Конечно, он отдал ее Артуру, но Артур себя не оправдал. Он, правда, может еще пригодиться, так что, если дело с запасным ребенком выгорит, какое-то время стоит позволять ему думать, что илянка впервые в истории смогла зачать от землянина. Однако скрыть такого ребенка будет сложнее, даже если держать всех взаперти и потом избавиться от родителей. Над этим надо еще покумекать, слишком много неучтенных факторов, разных сложностей и новых лиц, над которыми нужен контроль. Надо будет тогда убирать и Яйгу — мамашу Яли, и ее полковника. Хотя тот уже до крайности надоел своей бестолковой трусостью, но менять его на другого пока не время.

И вообще, все вилами по воде писано… сможет ли он заставить их спариться, не родится ли девочка… Поэтому основным планом остается дорогая Патрисия, в которой уже вовсю развивается нужный ему младенец. А по запасной идее надо пока кое-что предпринять.

Эх, во всем приходится полагаться только на себя. Скрытность и безопасность — увы, вещи противоречивые. Чем больше у тебя слуг и охраны, тем сложнее им всем доверять. В этих четверых он пока уверен, через день проверяет голову каждого. Ксандра боится его больше собственной смерти, так что не предаст. А вот нового турооза надо пока держать под контролем. Прежнего слугу пришлось убрать — после того, что Семен сделал с его женой, тот стал неблагонадежен. Больше в усадьбе никого нет, но он сказал Патрисии правду: его невидимая охрана — непробиваемая стена — не позволит никому зайти без его позволения. Выйти тоже, если это, конечно, не будет кто-нибудь сильный. Но оба пленника поклялись не сбегать и не сопротивляться.

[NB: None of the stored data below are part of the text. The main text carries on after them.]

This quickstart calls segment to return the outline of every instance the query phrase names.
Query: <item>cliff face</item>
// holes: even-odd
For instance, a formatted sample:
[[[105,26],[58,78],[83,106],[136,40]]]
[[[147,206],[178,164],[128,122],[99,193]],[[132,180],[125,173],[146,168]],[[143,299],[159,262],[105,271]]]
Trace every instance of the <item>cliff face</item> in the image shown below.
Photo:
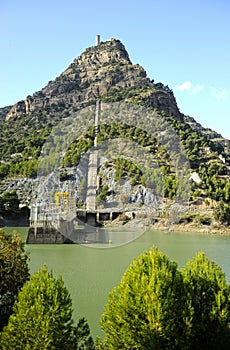
[[[124,45],[119,40],[110,39],[86,49],[54,81],[16,103],[7,113],[6,120],[44,109],[47,115],[71,113],[97,98],[106,97],[112,88],[132,90],[138,87],[145,87],[145,92],[139,96],[140,101],[147,101],[149,106],[180,118],[172,91],[150,81],[141,66],[131,63]]]

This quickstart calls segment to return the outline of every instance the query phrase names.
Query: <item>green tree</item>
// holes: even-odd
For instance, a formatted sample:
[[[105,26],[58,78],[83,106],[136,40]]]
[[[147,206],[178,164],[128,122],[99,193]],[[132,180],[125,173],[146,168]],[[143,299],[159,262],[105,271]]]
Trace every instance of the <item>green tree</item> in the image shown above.
[[[190,349],[230,349],[230,290],[220,267],[198,253],[182,270],[190,313]]]
[[[9,164],[1,164],[0,165],[0,179],[4,179],[10,170]]]
[[[177,264],[152,248],[112,290],[101,326],[102,349],[186,349],[186,298]]]
[[[0,330],[8,322],[19,290],[29,278],[28,256],[18,233],[0,229]]]
[[[221,224],[229,225],[230,224],[230,207],[227,204],[224,204],[223,201],[215,207],[214,209],[214,218],[219,221]]]
[[[3,194],[3,200],[5,203],[5,208],[8,210],[18,209],[19,207],[19,199],[16,191],[5,192]]]
[[[47,267],[35,273],[18,295],[0,337],[6,349],[94,349],[84,319],[73,325],[72,301],[61,277]]]
[[[112,290],[98,349],[227,350],[230,287],[198,253],[178,270],[156,248],[134,260]]]

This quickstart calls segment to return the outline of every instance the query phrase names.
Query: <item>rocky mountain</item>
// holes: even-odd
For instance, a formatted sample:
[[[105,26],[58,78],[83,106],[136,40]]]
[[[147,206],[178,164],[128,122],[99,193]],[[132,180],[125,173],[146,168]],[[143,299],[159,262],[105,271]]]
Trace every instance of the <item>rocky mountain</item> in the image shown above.
[[[6,111],[6,121],[46,110],[47,114],[76,111],[110,92],[145,88],[140,98],[167,115],[180,118],[172,91],[154,84],[139,65],[133,65],[124,45],[116,39],[88,48],[54,81]],[[126,98],[125,100],[128,100]],[[3,111],[4,112],[4,111]]]
[[[0,109],[2,191],[8,189],[3,186],[5,179],[36,176],[37,159],[52,127],[72,113],[94,105],[98,99],[102,102],[129,102],[163,115],[187,151],[191,171],[195,174],[193,179],[200,179],[193,180],[193,199],[229,202],[230,141],[181,113],[173,91],[147,77],[140,65],[132,64],[124,45],[113,38],[87,48],[42,90],[14,106]],[[112,134],[111,130],[104,132]],[[120,132],[124,133],[124,130]],[[143,145],[143,138],[147,135],[141,137]],[[150,143],[148,147],[151,148]],[[156,145],[154,147],[156,149]],[[82,149],[68,151],[64,164],[74,166],[81,152]],[[160,157],[159,164],[164,166],[162,174],[169,186],[168,194],[173,197],[174,174],[163,152]]]
[[[128,92],[128,93],[127,93]],[[161,83],[154,83],[138,64],[133,65],[124,45],[116,39],[101,42],[87,48],[55,80],[41,91],[27,96],[14,106],[0,109],[0,120],[10,121],[21,116],[52,114],[68,116],[87,105],[102,100],[122,100],[144,103],[166,115],[188,123],[193,129],[204,132],[210,138],[228,144],[221,135],[204,129],[193,118],[180,113],[172,90]]]

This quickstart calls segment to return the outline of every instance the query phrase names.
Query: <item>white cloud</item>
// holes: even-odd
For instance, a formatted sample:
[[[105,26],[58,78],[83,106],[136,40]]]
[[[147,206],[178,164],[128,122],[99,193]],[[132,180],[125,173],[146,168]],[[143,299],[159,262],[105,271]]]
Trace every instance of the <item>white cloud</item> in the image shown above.
[[[181,85],[176,85],[175,87],[174,87],[174,89],[176,90],[176,91],[189,91],[189,92],[191,92],[192,94],[198,94],[201,90],[203,90],[204,89],[204,87],[202,86],[202,85],[199,85],[199,84],[197,84],[197,85],[193,85],[192,83],[191,83],[191,81],[189,81],[189,80],[186,80],[184,83],[182,83]]]
[[[230,98],[230,90],[210,87],[211,95],[218,101],[227,101]]]
[[[192,85],[192,83],[190,81],[185,81],[181,85],[176,85],[174,87],[174,89],[178,90],[178,91],[190,90],[191,89],[191,85]]]

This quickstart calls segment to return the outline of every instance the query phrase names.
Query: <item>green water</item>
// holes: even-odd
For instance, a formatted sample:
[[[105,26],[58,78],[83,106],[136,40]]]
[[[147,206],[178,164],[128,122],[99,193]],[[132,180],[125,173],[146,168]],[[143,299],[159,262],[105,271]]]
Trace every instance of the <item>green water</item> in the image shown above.
[[[17,228],[24,238],[27,229]],[[230,282],[230,236],[147,231],[129,244],[110,249],[95,249],[90,245],[29,245],[27,250],[31,273],[45,263],[56,276],[63,276],[72,296],[75,320],[85,317],[95,337],[102,334],[99,320],[109,291],[132,259],[152,245],[179,266],[202,250],[222,267]]]

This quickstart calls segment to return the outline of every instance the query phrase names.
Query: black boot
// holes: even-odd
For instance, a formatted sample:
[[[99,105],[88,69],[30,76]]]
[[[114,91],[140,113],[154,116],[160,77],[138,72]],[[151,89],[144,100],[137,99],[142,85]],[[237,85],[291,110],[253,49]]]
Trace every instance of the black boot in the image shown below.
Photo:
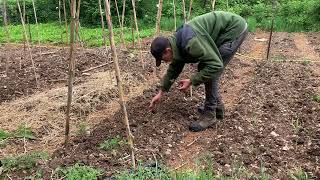
[[[189,129],[191,131],[203,131],[207,128],[212,127],[217,121],[216,121],[216,112],[215,110],[206,110],[204,113],[201,115],[201,120],[192,122],[189,125]]]
[[[223,102],[220,102],[217,107],[216,107],[216,118],[218,120],[223,120],[224,119],[224,104]]]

Да и вообще, кого ему бояться, с его-то возможностями? Разве что кто убьет его обычным оружием… бессмертным он, увы, пока еще не стал. Ха-ха, самое смешное, что убивать его некому. Иляне первыми не нападают. Крезы с Оксандры сильны, но даже те немногие, кто про него знают, блюдут свою выгоду: он зашел так далеко, как не решился ни один из них. Благодаря ему они уничтожат илян, которых так ненавидят, и удержат в руках власть на Оксандре. А никто из землян и понятия не имеет, кто он такой! Эх, даже обидно. Знает только пресловутый полковник, да у него кишка тонка взбунтоваться. С ним даже развлекаться скучно.

Бокчер будет поинтереснее. Решено, начинаем с него.

Семен сначала отнесся к нему с опаской — все-таки родной брат того жесткого типа. Однако на братце природа явно отдохнула — никакой уникальной силой тот не обладал, Семен это быстро понял.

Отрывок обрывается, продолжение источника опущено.